AIを通じてナレッジに瞬時にアクセスできる環境を整えることで、業務の中で「調べる時間」や「教える時間」を大幅に短縮できます。これらは、検索性の高いナレッジベースや自然言語による対話型インターフェースを導入・活用することで実現可能です。
また、過去の対応履歴や成果データから導かれる情報を活用することで、マネジメント層の意思決定も、より迅速で正確なものにすることができます。

活用のメリット:育成とOJTを効率化できる

新人育成やOJTにおいても、AIによるナレッジサポートが有効です。たとえば、質問応答型のチャットボットを導入することで、新入社員が疑問をすぐに解消できる環境が整い、教育担当者の負担も軽減されます。また、AIが過去の育成データをもとに、各社員に最適なトレーニングコンテンツを推奨するなど、個別最適化された育成支援も実現することが可能です。

ナレッジマネジメントとAIの組み合わせを実現するサービス

ナレッジマネジメントとAIの組み合わせを実現するサービスも提供されています。
ここでは、「YourNavi‐QAI‐総務」「AIアバター制作サービス」の2点をご紹介します。

YourNavi‐QAI‐総務

「YourNavi‐QAI‐総務」は、生成AIチャットボットサービスです。お問い合わせと回答をAIで自動作成できるため、稼働削減できるほか、利用者とのやりとりを用いてFAQとして取り込むことも可能です。市場の類似サービスと比較して、安価に導入できる点もメリットです。長年、HR系の業務コンサルを行ってきた当社の強みを活かし、特に総務系の分野におけるお問い合せチャットボットとして、チューニングから運用支援までをトータルサポートしています。

詳しくは、下記の公式サイトをご覧ください。

AIアバター制作サービス

「AIアバター制作サービス」は、プロモーションやプレゼンテーション、説明用のファシリテーターなど、あらゆるシーンに最適化されたオリジナルAIアバターを制作するサービスです。最先端の編集技術と革新的なAI技術を駆使し、多彩なスタイルのAIアバターを一貫して制作・提供しています。

ナレッジマネジメントの観点では、集約した情報を多言語でわかりやすく発信したい場合に、活用することができます。

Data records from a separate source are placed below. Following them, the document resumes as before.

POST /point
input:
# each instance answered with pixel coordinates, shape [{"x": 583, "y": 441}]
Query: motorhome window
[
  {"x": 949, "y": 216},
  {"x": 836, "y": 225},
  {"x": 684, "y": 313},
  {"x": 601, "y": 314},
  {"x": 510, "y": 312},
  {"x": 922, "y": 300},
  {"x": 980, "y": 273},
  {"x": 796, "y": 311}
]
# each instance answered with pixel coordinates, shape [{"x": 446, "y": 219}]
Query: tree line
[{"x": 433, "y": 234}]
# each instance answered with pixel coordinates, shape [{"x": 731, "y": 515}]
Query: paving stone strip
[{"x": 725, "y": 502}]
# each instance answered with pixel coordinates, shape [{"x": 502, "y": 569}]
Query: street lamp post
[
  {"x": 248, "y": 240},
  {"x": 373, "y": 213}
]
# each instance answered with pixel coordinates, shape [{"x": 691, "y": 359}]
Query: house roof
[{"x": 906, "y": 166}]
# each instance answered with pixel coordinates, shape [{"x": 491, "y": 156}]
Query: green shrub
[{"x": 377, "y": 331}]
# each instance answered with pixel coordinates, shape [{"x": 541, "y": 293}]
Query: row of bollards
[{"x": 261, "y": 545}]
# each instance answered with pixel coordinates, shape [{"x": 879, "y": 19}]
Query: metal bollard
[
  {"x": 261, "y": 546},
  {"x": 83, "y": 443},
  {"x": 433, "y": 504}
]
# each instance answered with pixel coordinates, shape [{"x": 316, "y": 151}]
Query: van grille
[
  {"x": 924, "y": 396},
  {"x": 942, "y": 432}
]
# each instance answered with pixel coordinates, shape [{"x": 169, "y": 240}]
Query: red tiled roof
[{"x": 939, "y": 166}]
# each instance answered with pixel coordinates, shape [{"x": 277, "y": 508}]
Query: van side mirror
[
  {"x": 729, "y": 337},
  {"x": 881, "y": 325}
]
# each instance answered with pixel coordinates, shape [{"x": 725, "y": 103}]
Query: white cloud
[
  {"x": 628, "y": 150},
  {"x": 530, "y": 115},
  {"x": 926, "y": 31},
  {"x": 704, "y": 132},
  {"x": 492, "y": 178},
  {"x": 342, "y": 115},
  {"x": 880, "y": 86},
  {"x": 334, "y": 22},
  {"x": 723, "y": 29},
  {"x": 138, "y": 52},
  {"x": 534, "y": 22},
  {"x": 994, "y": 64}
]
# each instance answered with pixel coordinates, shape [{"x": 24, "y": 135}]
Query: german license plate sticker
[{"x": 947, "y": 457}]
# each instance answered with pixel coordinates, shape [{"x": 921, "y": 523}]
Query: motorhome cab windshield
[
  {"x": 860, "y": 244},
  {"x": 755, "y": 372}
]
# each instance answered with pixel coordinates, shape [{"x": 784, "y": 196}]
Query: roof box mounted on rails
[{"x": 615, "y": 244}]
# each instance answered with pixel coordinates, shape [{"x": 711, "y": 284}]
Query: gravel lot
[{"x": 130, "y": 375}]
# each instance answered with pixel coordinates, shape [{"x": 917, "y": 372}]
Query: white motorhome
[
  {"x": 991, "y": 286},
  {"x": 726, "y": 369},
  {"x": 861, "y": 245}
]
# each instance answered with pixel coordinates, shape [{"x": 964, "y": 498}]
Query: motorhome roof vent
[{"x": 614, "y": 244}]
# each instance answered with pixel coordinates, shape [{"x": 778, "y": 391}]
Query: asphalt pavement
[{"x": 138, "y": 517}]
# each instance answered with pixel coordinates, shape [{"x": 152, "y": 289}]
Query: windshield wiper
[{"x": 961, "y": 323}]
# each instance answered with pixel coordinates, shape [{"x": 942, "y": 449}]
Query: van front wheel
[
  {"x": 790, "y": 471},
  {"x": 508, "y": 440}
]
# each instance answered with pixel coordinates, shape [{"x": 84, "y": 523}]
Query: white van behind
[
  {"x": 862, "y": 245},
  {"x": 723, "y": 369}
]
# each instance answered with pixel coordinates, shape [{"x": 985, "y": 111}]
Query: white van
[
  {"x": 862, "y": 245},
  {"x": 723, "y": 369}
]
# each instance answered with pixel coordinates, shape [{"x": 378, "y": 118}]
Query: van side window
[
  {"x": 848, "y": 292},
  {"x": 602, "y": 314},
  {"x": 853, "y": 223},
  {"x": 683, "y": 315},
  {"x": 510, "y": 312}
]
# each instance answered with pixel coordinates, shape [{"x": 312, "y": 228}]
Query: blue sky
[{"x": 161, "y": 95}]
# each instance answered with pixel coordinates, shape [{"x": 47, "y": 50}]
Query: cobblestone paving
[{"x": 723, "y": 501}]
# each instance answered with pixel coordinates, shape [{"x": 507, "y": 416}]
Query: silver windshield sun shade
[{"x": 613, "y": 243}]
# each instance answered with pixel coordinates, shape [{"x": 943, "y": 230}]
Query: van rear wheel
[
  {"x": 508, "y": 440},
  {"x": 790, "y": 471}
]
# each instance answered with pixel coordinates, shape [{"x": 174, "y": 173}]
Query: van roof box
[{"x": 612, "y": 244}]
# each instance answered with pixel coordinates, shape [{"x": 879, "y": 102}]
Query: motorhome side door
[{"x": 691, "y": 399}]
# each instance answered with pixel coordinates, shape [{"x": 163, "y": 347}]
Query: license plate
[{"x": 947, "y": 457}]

導入前のご相談から運用までサポートしておりますので、AIアバター制作がはじめてという企業さまにもおすすめです。
詳しくは、下記の公式サイトをご覧ください。

まとめ

ナレッジマネジメントは、単なる情報の蓄積にとどまらず、企業の知的資産を最大限に活用し、競争力を高めるための重要な経営施策です。特に人事部門では、ノウハウの継承や人材育成の効率化といった課題解決の鍵として、注目を集めています。

その中で、AIの活用はナレッジマネジメントに大きな変革をもたらします。情報の自動抽出・整理、自然言語による検索性の向上、さらには予測分析による業務改善支援など、多くの場面でAIは力を発揮しています。属人化の解消や教育の効率化、意思決定の高速化といった成果も期待できるでしょう。今後ますます多様化・複雑化していくビジネス環境の中で、AIとナレッジマネジメントを組み合わせることで、組織の知を持続的に活かし、強靭な人材基盤を築くことが可能になります。